Managing Recurrent Postictal Worsening of Psychosis in Clozapine‐Treated Schizophrenia: A Case Report
Rafae Alam, Robert O. Cotes, David R. Goldsmith

TL;DR
A patient with schizophrenia on clozapine experienced worsened psychosis after a seizure, which was managed by temporarily increasing her medication dose.
Contribution
This case report provides a potential management strategy for postictal worsening of psychosis in clozapine-treated schizophrenia.
Findings
A 49-year-old woman with schizophrenia on clozapine experienced a seizure followed by worsened psychotic symptoms.
Increasing the clozapine dose at night successfully managed the postictal worsening of psychosis.

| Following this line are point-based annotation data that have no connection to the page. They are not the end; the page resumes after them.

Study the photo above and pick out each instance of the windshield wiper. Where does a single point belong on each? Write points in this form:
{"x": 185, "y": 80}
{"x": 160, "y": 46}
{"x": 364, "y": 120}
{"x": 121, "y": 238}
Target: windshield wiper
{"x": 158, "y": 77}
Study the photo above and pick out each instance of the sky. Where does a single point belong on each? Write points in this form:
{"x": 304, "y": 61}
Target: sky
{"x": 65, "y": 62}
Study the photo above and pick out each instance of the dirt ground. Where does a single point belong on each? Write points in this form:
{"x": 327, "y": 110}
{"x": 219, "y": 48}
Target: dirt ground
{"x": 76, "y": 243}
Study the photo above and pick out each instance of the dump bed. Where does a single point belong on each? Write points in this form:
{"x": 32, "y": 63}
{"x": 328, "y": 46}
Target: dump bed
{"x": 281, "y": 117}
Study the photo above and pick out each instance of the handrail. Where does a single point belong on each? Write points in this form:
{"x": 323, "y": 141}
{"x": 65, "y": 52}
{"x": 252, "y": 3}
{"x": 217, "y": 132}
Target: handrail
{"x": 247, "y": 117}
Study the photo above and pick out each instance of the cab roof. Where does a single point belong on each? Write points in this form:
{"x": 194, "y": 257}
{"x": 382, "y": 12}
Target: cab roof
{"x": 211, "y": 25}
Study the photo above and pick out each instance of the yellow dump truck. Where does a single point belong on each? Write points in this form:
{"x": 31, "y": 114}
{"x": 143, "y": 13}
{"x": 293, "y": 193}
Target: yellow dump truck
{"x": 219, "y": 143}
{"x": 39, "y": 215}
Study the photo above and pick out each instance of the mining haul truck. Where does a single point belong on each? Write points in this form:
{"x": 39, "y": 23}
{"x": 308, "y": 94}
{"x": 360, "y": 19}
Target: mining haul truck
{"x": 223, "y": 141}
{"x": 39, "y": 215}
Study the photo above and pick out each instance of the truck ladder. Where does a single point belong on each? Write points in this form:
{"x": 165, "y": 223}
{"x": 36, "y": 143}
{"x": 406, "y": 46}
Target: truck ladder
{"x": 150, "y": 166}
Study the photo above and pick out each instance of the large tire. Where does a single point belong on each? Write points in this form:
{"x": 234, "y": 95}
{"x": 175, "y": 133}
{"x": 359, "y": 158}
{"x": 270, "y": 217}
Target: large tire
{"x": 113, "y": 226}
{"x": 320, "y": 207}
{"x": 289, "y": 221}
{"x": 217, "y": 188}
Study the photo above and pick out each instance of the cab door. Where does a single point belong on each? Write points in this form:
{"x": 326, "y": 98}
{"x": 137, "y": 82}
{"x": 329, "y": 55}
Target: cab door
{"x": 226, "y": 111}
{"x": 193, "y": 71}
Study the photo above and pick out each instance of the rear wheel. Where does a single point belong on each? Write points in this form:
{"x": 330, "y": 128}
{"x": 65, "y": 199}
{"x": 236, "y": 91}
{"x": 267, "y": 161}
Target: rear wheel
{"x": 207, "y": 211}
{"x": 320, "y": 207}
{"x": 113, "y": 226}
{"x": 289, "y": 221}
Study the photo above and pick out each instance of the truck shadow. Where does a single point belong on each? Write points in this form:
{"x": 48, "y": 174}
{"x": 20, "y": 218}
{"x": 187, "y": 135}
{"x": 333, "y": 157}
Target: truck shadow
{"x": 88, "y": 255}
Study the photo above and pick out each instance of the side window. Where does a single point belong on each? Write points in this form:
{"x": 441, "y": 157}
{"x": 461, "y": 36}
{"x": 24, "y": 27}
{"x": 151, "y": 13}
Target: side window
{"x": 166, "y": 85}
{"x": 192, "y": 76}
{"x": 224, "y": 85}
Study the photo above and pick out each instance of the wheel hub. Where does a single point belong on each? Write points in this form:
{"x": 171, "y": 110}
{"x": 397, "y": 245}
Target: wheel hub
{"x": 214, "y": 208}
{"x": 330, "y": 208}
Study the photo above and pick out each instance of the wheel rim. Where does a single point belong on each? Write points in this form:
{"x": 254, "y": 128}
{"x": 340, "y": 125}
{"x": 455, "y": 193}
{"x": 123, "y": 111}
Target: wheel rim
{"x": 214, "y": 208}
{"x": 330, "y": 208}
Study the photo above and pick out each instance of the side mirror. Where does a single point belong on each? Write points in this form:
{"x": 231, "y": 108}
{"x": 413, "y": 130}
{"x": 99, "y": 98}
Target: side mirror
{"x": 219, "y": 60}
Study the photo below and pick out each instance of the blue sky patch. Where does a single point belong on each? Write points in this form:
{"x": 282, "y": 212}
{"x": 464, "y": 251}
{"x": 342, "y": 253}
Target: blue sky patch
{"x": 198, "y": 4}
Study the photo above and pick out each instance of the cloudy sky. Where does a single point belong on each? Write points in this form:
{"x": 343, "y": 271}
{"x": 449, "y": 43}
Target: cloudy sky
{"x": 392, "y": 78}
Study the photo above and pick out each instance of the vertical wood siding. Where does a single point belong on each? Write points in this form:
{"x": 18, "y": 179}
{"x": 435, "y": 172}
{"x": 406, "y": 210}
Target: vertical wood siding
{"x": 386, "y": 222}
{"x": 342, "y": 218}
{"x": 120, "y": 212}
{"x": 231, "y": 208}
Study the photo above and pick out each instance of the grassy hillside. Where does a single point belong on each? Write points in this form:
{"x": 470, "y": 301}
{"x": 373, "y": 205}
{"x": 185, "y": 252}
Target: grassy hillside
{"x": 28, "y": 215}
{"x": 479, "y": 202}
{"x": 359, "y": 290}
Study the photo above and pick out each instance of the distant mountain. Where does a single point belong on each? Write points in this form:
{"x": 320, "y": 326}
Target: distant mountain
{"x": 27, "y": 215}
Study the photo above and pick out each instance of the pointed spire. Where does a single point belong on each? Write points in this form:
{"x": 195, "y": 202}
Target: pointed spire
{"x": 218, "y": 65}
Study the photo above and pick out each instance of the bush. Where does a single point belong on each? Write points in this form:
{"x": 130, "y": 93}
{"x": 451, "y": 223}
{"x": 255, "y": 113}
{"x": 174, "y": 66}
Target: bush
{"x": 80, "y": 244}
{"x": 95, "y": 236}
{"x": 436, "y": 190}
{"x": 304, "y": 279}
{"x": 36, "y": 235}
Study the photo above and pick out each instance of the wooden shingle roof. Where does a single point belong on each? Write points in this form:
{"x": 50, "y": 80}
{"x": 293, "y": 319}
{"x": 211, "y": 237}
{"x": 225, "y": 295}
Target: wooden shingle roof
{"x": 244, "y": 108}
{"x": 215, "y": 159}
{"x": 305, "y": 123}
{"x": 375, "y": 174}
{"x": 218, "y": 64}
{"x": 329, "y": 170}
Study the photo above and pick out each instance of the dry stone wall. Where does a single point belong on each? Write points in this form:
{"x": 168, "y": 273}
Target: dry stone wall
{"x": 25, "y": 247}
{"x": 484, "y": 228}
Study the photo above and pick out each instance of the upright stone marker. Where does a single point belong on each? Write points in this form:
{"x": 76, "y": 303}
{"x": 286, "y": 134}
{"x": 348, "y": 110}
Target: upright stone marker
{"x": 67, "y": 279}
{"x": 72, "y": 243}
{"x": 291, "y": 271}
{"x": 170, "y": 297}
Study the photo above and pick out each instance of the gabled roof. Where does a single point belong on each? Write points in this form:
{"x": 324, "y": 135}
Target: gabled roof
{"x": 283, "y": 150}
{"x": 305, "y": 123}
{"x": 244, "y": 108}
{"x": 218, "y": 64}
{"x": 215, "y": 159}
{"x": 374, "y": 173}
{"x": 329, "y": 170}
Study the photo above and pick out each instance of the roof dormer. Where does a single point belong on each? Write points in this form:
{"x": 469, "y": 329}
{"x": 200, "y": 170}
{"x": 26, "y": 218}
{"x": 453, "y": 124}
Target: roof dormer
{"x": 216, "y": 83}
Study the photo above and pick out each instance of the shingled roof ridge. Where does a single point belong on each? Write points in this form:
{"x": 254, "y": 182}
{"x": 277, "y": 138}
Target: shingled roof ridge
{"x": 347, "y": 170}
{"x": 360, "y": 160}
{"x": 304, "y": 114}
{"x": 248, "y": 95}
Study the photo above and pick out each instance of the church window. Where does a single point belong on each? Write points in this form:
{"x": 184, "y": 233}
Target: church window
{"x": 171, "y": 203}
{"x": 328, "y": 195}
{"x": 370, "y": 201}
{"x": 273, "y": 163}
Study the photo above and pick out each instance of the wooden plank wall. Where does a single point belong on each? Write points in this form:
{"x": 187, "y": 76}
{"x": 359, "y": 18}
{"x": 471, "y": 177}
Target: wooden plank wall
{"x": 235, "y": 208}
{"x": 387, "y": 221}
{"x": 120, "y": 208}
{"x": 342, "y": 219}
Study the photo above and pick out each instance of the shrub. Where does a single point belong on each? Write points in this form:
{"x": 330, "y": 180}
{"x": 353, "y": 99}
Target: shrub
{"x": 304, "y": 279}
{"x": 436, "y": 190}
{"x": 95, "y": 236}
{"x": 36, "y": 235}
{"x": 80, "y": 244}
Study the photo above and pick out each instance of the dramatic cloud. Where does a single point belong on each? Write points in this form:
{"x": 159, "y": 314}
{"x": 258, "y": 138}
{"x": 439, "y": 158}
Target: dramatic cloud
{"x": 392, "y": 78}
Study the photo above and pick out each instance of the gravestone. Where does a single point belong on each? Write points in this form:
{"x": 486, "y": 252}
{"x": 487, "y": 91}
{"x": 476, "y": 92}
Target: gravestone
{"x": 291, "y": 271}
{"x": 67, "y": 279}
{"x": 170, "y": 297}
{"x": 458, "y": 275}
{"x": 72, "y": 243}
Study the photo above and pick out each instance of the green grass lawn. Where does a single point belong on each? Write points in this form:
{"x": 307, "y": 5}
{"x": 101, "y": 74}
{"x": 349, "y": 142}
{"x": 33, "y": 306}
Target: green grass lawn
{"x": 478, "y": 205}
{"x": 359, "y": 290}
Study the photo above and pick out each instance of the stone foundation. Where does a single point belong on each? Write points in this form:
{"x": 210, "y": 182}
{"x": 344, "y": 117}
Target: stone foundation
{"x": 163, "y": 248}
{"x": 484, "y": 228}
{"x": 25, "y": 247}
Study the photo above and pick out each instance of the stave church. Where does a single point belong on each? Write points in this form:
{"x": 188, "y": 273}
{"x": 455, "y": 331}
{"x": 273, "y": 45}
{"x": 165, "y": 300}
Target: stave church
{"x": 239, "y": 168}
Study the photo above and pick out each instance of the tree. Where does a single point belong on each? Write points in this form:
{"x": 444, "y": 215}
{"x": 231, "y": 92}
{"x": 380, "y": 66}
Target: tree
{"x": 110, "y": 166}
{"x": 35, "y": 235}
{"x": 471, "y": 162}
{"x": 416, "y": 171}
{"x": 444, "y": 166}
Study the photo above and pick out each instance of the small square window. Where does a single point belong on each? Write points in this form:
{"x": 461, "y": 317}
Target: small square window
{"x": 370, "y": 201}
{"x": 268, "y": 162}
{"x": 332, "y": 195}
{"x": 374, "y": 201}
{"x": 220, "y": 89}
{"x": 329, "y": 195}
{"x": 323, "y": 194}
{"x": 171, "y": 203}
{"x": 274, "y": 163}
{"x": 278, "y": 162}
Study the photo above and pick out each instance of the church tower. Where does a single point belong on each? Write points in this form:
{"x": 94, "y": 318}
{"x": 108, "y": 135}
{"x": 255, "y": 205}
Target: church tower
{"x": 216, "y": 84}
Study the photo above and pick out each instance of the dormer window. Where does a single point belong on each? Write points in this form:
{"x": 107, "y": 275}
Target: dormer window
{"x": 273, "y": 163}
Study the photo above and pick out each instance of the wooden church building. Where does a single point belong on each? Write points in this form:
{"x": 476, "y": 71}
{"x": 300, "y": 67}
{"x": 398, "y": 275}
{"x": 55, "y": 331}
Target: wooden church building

A similar episode occurred a year later, supporting the effectiveness of the management approach.
Abstract
Postictal worsening of psychosis can be described as the development or exacerbation of psychotic symptoms following a seizure. Patients on clozapine for treatment‐resistant schizophrenia are at an increased risk for seizures and subsequent postictal worsening of psychosis. Because patients with schizophrenia may experience ongoing psychotic symptoms, it may be difficult to appreciate the development of postictal worsening of psychosis in these patients. We present the case of a 49‐year‐old woman with a longstanding history of schizophrenia treated with clozapine who presented to the emergency department (ED) after experiencing a seizure. In the following days, she and her mother reported an exacerbation of psychotic symptoms, which was ultimately attributed to a postictal worsening of psychosis. She was successfully treated after being prescribed an increased nightly dose of clozapine.…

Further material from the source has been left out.